At the peril of offering anecdotes in lieu of an actual study, some of the discussions on unit testing for event handlers can go from clunky to casually redirecting developers towards functional testing. And that should be the most basic material after debugging, which is also something conspicuously absent.

Progress is progress and the lack of a complete solution should bever be a reason to shy away from innovation, but at the same time we have to be transparent about the challenges and benefits.

If the vision takes a sizable number of tinkerers building skunkworks on the new platforms, that is all good, but we have to realize there is also an equally sizable number of shops out there looking for the next silver bullet. These shops will be quick to blame their failures on the hype rather than on their own lack of understanding of the total cost of development and operations of a cloud-based offering.

Click-baiting of dead development methods is well and alive for a reason, until you realize the big development costs depend more on the Big and Complex stuff than on how much time developers spend tending to pet servers under their desk.
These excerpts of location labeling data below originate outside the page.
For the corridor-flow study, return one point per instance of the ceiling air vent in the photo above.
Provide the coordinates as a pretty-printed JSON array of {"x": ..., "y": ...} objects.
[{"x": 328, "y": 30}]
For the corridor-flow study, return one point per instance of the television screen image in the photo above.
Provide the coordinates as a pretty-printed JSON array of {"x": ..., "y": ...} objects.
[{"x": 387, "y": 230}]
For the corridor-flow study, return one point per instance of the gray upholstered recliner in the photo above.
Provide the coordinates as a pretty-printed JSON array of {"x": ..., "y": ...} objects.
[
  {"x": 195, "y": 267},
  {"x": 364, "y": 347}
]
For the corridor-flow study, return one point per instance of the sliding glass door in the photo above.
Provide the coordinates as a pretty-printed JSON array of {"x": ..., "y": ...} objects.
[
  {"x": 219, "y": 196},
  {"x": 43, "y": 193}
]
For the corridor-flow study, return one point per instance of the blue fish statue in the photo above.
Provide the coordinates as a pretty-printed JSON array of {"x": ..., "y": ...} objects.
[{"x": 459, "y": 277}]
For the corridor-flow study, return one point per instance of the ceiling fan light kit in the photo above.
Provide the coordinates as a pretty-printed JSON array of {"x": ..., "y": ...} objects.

As the serverless drumbeat continues, it remains to be seen whether we will witness an accompanying wave of serious discipline prescribing the entire method before another one is put out as the next big thing.

The obvious next step would be codeless code, which is incidentally the name of one of my favorite blogs. It contains hundreds of impossibly well-written and well-thought out material about software development, including this very appropriate cautionary tale on the perils of moving up the stack the concerns without understanding how the lower layers work.